A 757 replacement? Not going to happen. Why? Both Boeing and Airbus have a comfortably thick order book for aircraft that can do 98 percent of the routes, spare parts galore, and trained pilots, mechanics, simulators and inventories. Developing an entirely new aircraft is incredibly expensive. Assuming they are talking about essentially a narrowbody 787 with GTF engines, the program would never break even, because the 737 and A320 have been improved well beyond what they were originally conceived to be.
Which is of course, sad. Because the 757 does what it does very, very well. And it does that because it incorporated lessons learned, and was engineered to a very high standard by people who saw what happened to B17's, and B52's when things went badly. Extra metal, extra power, extra wheels, extra brakes, extra system redundancy all add up to an aircraft which has no equal.

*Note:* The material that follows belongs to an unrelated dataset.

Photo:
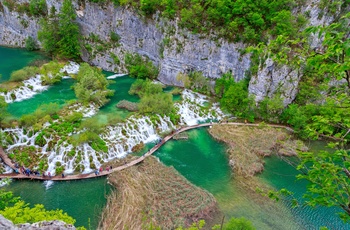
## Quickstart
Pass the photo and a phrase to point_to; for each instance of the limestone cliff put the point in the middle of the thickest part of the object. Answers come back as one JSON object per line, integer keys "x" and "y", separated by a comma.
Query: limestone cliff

But the calculus used by airlines today are purely cold numbers. Being able to stop on a slippery runway, climb over weather, board pax in separate classes, takeoff and land on high, hot and short runways, and provide a comfortable and safe environment for the crew is not part of that calculus. You know who still cares about that stuff? People who fly corporate or private. Look at the G650 or the Citation X. Mach .93 at 45,000 feet, synthetic vision, XM weather, lightning detection, heads up display, satcom, datalink. Nothing but state of the art. The best we can hope for is a third manufacturer who decides to create the next generation of commercial airliner. They'd have to be crazy though. Or maybe heavily state supported.